About robots.txt generator

The robots.txt file is a simple text file placed in the root of your domain (for example: https://yourdomain.com/robots.txt). It gives instructions to search engine crawlers about which parts of your site should be crawled and which should be ignored. While it does not enforce security, it is an essential tool for managing SEO visibility and controlling crawler traffic.

Standards

This generator follows the official Robots Exclusion Protocol (RFC 9309). Supported directives include User-agent, Disallow, Allow and Sitemap.

Syntax

User-agent: Defines the target crawler (e.g., * for all, Googlebot, Bingbot).
Disallow: Blocks specific paths from being crawled (e.g., /admin, /private/).
Allow: Grants access to exceptions inside restricted areas (e.g., /admin/help).
Sitemap: Points to the XML sitemap URL (e.g., https://yourdomain.com/sitemap.xml).

Wildcards and Matching

* matches any sequence of characters (e.g., /search/*).
$ anchors the rule to the end of a URL (e.g., .pdf$ to target PDF files).
Matching is based on path prefixes; case-sensitivity depends on your server and file system.

Behavior and Limits

The file must be accessible at /robots.txt in the root of the domain.
Rules are grouped by User-agent.

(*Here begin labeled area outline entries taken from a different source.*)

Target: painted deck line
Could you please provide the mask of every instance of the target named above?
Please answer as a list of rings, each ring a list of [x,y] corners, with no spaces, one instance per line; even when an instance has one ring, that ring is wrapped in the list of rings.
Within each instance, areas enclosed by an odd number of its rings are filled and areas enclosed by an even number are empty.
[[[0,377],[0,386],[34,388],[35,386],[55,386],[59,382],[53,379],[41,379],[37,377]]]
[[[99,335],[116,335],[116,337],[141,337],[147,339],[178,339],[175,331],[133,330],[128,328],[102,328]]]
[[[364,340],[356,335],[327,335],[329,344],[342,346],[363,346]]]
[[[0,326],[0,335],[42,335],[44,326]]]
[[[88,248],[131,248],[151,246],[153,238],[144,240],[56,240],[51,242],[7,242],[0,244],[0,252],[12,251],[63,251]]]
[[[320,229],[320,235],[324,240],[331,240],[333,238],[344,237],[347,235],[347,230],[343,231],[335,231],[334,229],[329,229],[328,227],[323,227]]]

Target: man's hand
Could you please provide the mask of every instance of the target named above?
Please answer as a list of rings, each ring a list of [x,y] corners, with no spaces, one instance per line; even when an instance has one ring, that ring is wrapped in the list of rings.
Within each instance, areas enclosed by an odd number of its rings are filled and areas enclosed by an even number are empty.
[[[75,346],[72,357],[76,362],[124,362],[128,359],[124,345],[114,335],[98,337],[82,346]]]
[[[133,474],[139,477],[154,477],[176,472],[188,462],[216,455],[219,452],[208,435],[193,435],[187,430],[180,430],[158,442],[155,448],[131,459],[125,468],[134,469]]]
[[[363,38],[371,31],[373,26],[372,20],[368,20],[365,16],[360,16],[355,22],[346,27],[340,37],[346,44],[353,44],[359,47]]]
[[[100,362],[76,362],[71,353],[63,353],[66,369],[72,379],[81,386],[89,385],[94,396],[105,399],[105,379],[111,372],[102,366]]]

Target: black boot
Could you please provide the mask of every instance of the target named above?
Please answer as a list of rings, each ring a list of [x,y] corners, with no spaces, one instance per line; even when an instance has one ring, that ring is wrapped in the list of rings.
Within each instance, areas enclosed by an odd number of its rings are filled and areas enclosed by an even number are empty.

The most specific match takes precedence.
Use relative paths for Allow/Disallow, and absolute URLs for Sitemap.
Keep the file concise: large or overly complex robots.txt files can cause inconsistent crawler behavior.

Best Practices

Do not block critical resources such as CSS and JavaScript needed for page rendering.
Use it to restrict administrative areas, duplicate content, or infinite URL filters.
Remember: robots.txt does not prevent indexing if a URL is linked elsewhere — use noindex for that.
Always include Sitemap: entries to improve content discovery.

Example

User-agent: *
Disallow: /admin/
Disallow: /private/
Allow: /admin/help

User-agent: Googlebot
Allow: /
Disallow: /experiments/

Sitemap: https://yourdomain.com/sitemap.xml

Usage

Publish the file at https://yourdomain.com/robots.txt.
Include all Sitemap: entries for your XML sitemap or sitemap index.
Test your file using Google Search Console or Bing Webmaster Tools.

Tip: robots.txt is a public file. Avoid exposing sensitive paths; protect them with proper authentication and access controls.